With enormous fanfare, Mexico inaugurated its new president on Saturday.
Outgoing President Felipe Calderon of the National Action Party will pass the keys of the executive to Enrique Peña Nieto of the Revolutionary Institutional Party (RIP), who will begin a six-year term.
President Peña Nieto won the election on July 3 without the mandate of a majority of Mexicans and without a congressional majority. Allegations of fraud surrounded his election.
The promises of the presidential campaign and the five-month transition period must now be reflected in executive leadership. Peña Nieto promised to deliver a more prosperous and secure Mexico and has also made a commitment to make his country a strong partner with the U.S.
Peña Nieto has the benefit of not being President Calderon, whose reputation suffered as a result of his controversial decision to confront Mexico’s transnational criminal organizations head on with military force, which Mexican critics labeled Calderon’s “war of choice.” Sadly, after more than 60,000 drug-related homicides, Calderon’s legacy will be Mexico’s continuing public security crisis.
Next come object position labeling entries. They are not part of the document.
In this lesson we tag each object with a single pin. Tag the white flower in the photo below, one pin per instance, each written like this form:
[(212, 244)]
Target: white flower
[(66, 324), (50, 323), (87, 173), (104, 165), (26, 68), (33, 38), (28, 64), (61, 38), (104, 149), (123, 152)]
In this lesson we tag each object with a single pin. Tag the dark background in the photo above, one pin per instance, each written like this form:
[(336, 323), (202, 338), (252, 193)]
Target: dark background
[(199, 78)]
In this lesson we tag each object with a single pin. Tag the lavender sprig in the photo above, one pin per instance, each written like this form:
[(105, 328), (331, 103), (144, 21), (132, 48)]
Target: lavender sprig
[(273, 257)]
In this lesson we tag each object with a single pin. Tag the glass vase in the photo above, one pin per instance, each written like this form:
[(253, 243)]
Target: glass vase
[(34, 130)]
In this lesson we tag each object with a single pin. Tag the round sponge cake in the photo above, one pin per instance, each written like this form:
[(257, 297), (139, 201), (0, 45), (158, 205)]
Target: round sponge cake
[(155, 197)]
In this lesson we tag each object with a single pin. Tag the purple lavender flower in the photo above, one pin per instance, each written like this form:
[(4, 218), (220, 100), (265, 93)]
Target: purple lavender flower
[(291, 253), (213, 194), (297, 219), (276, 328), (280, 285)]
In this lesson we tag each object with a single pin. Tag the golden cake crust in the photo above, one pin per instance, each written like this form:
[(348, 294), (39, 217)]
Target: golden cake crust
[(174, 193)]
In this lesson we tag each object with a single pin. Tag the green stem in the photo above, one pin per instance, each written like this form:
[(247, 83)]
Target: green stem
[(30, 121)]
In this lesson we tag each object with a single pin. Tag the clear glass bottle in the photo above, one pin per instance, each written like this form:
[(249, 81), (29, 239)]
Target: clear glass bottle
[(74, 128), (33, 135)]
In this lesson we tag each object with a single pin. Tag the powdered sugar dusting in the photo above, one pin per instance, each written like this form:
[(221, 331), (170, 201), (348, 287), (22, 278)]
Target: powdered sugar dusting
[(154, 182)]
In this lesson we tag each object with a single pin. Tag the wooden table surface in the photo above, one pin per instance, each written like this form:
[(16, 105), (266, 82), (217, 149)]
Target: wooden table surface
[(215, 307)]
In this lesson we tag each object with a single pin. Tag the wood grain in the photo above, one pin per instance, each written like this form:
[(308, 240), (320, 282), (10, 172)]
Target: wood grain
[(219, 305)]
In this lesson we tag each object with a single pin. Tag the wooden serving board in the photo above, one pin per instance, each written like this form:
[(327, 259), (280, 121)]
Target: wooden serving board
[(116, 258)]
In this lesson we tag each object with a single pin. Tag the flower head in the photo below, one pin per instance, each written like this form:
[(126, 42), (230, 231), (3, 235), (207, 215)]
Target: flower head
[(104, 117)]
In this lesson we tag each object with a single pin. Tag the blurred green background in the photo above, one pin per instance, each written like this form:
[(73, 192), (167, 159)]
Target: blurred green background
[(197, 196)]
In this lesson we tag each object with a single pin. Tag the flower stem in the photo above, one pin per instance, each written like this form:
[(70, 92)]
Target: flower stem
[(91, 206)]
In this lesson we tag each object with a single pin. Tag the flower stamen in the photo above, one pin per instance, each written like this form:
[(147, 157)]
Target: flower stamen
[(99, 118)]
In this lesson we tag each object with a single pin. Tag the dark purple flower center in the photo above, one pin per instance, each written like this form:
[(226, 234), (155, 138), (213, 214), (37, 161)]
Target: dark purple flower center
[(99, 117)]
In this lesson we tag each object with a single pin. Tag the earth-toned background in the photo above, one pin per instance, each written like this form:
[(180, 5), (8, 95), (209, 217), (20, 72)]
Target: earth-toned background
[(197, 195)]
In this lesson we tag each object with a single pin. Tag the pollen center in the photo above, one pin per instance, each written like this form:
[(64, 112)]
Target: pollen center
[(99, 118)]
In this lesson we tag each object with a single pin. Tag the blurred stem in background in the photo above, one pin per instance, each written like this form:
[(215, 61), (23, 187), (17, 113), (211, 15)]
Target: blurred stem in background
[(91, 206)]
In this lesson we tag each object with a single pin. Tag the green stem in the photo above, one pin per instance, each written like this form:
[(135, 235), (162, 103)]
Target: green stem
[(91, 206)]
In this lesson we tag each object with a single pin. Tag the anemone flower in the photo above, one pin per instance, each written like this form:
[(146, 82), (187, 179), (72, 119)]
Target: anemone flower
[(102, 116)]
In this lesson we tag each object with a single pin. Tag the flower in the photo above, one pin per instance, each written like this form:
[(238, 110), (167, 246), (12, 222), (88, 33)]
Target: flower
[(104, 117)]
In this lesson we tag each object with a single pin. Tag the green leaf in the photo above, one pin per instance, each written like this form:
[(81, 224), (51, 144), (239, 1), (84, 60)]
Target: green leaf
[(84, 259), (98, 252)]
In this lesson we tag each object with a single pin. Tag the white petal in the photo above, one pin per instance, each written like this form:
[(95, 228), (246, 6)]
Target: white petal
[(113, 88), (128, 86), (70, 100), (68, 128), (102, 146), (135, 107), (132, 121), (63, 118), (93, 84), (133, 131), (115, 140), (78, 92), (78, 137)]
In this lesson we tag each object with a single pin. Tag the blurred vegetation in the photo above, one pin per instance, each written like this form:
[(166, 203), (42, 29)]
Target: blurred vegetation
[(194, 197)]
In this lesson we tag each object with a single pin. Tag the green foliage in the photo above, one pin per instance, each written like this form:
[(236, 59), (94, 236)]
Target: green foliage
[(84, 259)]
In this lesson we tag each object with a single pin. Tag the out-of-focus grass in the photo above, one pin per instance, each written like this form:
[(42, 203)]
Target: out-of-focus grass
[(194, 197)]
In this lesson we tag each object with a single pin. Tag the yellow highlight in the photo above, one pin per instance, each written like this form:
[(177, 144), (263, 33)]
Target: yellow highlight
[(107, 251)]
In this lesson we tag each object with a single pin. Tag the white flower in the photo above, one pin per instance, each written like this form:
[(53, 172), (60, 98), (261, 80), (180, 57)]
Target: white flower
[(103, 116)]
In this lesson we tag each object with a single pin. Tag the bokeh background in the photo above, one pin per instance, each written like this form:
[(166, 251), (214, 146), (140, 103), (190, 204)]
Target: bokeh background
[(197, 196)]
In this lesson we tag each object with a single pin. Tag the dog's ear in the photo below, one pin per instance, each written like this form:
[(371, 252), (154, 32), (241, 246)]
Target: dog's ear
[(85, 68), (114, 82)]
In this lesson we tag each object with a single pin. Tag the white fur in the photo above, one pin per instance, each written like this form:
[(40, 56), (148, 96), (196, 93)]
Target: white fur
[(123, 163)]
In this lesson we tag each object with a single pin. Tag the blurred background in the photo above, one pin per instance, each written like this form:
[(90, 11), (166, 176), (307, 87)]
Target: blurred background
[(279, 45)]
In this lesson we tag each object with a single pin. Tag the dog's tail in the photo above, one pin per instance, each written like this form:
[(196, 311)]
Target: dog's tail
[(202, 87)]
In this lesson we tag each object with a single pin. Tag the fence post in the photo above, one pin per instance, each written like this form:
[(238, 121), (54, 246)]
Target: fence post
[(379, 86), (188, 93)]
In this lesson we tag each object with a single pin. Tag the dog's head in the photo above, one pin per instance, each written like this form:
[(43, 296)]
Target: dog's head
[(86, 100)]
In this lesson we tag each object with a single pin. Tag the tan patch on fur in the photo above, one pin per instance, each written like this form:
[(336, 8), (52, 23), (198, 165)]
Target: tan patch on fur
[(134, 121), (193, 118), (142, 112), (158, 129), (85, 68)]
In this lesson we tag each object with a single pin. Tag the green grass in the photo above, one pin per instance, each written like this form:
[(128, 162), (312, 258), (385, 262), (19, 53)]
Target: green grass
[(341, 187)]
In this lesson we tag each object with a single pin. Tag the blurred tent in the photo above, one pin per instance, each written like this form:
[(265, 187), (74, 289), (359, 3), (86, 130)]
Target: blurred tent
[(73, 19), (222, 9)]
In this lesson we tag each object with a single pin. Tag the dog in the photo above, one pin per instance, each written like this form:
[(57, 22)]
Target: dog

Many will overlook Calderon’s policies and reforms that helped restore Mexico’s economic growth—to the point that it has begun to outperform Brazil—and the underlying commitment to reforms in law enforcement and the judiciary and other acts of institutional strengthening.
Can the new president avoid the pitfall of yielding control of policy to old-fashioned political chieftains (the dinosaurs) of RIP and entrenched labor interests such as teachers and oil workers?
Will his promise to make serious inroads in fighting corruption produce results rather than rhetoric?
Peña Nieto hopes he was able to set the right tone for future U.S.–Mexico relations when he met with President Obama in Washington on November 27. The new president of Mexico also hopes that Obama II can shape a bipartisan policy toward Mexico, whose achievements have included the North American Free Trade Agreement and improving border management and counter-drug cooperation (the Merida Initiative).
Both the U.S. and Mexico will remain wary of indelible red lines such as national sovereignty, border security, illegal immigration, and the rule of law. Other negative aspects that trouble U.S.–Mexico relations include the politics of nationalism and protectionism, as well as persistent drug consumption in the U.S. and rampant corruption in Mexico.
Today is a day to celebrate the orderly democratic transition from Calderon to Peña Nieto and the start of what is hoped to be a productive and prosperous presidency. The work, however, has just begun.